Niedersächsische Landesbeauftragte für Heimatvertriebene, Spätaussiedlerinnen und Spätaussiedler
„Geschichte fürs Ohr“
In Audiobeiträgen werden die späten Folgen des Kriegs aus verschiedenen Blickwinkeln betrachtet
Christiane Rinser-Schrut

Beschrieben wird dieses Hörprojekt auf der Internetseite der niedersächsischen Landesbeauftragten für Heimatvertriebene, Spätaussiedlerinnen und Spätaussiedler wie folgt: „Im Mai 2020 jährte sich in Europa das Ende des Zweiten Weltkriegs zum 75. Mal. Die langen Schatten dieses Datums werden in unseren Hörbeiträgen thematisiert. Die Beiträge sind jeweils von rund zehn Minuten Länge.
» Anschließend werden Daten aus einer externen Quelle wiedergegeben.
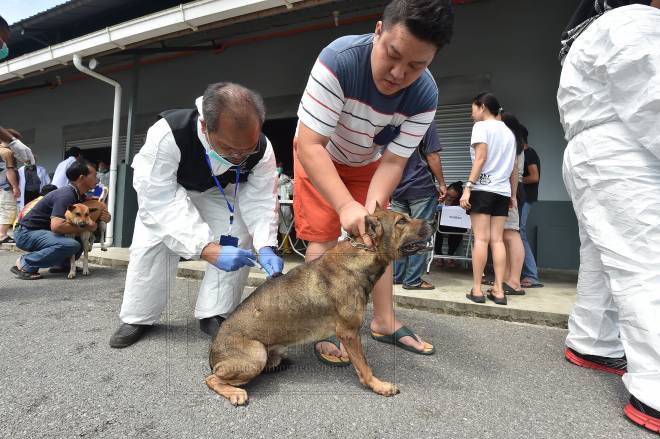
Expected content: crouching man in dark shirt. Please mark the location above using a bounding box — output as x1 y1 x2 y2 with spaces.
11 159 110 280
Sie beleuchten Flucht, Vertreibung, Deportation, Aussiedlung und Erinnerung aus verschiedenen Blickwinkeln, praxisnah oder wissenschaftlich, biografisch oder künstlerisch. Junge Referenten, O-Töne von Zeitzeugen und historische Radiomitschnitte laden ein zum Anhören und Weiterdenken.“

Der erste Beitrag „Last der Erinnerung. Vom Umgang mit Krieg und Vertreibung in Senioreneinrichtungen“ von der Diplom-Psychologin Claudia Wollenberg ist ein Anfang. Die Stimme schwach, manchmal gar nicht zu hören, getragen, vermutlich genau richtig, beachtet man die Schwere des Themas. Lässt man sich auf den Beitrag ein, erfährt man von Wollenberg, dass Kriegskinder nicht immer zwischen der Vergangenheit und der Gegenwart unterscheiden können, weshalb eine Waschung als körperlicher Angriff bewertet wird.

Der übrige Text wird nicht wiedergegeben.